I have a question. I've been googling a lot about these formal proofs of recurrences. I can solve this recurrence by drawing a recursive tree or using substition but when it comes to a formal proof, I have no idea what I have to prove and when do I know I'm done.
This is the recursive relation: $T(n) = 2T(\frac{n}{2}) + cn$ . After drawing a tree or using substition I guessed that it is $T(n) = \theta(nlgn)$ .
I have to prove this : $(\exists c_1,c_2 >0)(\exists n_0>0)(\forall n \geq n_0) ->c_1 nlgn \leq T(n) \leq c_2nlgn$
Solution 1
As I am not aware of standard methods to solve recurrences this self-made solution is pretty detailed (sorry for that).
EDIT: See the section "Extensions" for a compact solution using another method.
The recursion
$$T(n) = 2 T(\frac{n}{2}) + c \cdot n\tag{1}$$
can be solved explicitly as follows.
We assume that $n\to x$ is not confined to integers but is a positive real variable.
Letting $T(x) = x U(x) $ $(1)$ simplifies to
$$U(x) = U(\frac{x}{2}) +c \tag{2}$$
This is a linear inhomogenous functional equation.
The general solution is the sum of the general solution of the homogenous equation and a special solution of the inhomogenous equation.
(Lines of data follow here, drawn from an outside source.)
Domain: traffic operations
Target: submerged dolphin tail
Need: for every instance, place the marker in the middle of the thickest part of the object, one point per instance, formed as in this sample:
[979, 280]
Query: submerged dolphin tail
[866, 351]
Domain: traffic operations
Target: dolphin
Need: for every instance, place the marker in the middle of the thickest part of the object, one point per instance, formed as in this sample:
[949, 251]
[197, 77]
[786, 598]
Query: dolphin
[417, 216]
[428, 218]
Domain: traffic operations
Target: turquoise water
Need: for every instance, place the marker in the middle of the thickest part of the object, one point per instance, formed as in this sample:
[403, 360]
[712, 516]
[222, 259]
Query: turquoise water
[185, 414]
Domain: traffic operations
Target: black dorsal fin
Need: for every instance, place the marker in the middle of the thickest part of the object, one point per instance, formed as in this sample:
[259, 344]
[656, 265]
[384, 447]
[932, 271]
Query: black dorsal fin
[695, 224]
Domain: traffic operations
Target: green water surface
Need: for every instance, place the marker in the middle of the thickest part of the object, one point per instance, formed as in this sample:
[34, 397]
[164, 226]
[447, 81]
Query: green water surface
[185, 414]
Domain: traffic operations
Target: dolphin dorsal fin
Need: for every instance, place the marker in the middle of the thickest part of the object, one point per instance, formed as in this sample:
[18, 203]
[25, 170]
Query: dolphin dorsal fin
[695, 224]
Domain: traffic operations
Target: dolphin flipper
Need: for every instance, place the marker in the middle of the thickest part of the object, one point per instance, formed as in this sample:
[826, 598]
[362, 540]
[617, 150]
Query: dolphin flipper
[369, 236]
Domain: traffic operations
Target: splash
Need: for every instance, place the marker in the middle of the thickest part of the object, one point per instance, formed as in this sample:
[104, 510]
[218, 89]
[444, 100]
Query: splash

The homgeneous equation is
$$U_{h}(x) = U_{h}(\frac{x}{2})\tag{3}$$
It is easily solved: because $(3)$ holds for all $x\ge 0$ we must have
$$U_{h}(x) = A \tag{4}$$
with some constant $A$.
In order to find a special solution of $(2)$ we "vary" the constant letting $A\to A(x)$ so that $(2)$ becomes
$$A(x)=A(x/2)+c\tag{5}$$
Since we need only a special solution we can set $A(1) = 0$ so that
$$A(2) = c $$ $$A(4) = A(2) + c = 2 c$$ $$A(8) = A(4) + c = A(2) + 2 c= 3 c$$ $$...$$ $$A(2^k) = k c$$
with $x = 2^{k}$ or $k = \frac{\log(x)}{\log(2)}$ we have the solution
$$U_{i}= A(x) = c \frac{\log(x)}{\log(2)}\tag{6}$$
and finally the general solution becomes
$$T(x) = U_{h}+ U_{i} = B x + c x \frac{\log(x)}{\log(2)}\tag{7}$$
with some arbitrary constant $B$.
Extension
Let us study the equation
$$T(x) = a T(\frac{x}{b}) + h(x)\tag{e1}$$
where $a,b>0$ and $h(x)$ is some "reasonable" function.
The key idea now is to transform the variables letting
$$x = b^t, t=\frac{\log(x)}{\log(b)}, T(b^t) = g(t), h(b^t) = p(t)\tag{e2}$$
so that $(e1)$ becomes
$$g(t) = a g(t-1) + p(t)\tag{e3}$$
which is a common linear inhomogenous recursion of first order.
The solution is easily found to be
$$g(t) = a^t g(0) + \sum_{k=0}^{t-1} a^k p( (t-k))\tag{e4}$$
Finally, inverting $(e2)$ and setting the constant $g(0) \to A$, we get
$$T(x) = A x^{\frac{\log(a)}{\log(b)}}+ \sum_{k=0}^{\frac{\log(x)}{\log(b)}-1} a^k h(b^{ \frac{\log(x)}{\log(b)}-k})\tag{e5}$$
Discussion
1) It is interesting that the resulting function $T(x)$ of the product recurrence relation $(1)$ (sorry for coining this term) is almost always a real number and not an integer.
This is in contrast to difference recurrence relations like $(e3)$ where we can very well have integers as solutions.
2) The homogenous equation $(e1)$, i.e. with $h=0$, can be solved immediately with the Ansatz $T(x) = x^\alpha$ which leads to $x^{\alpha} = a (\frac{x}{b})^{\alpha }$ from which we find $\alpha = \frac{\log(a)}{\log(b)}$ in agreement with $(e5)$.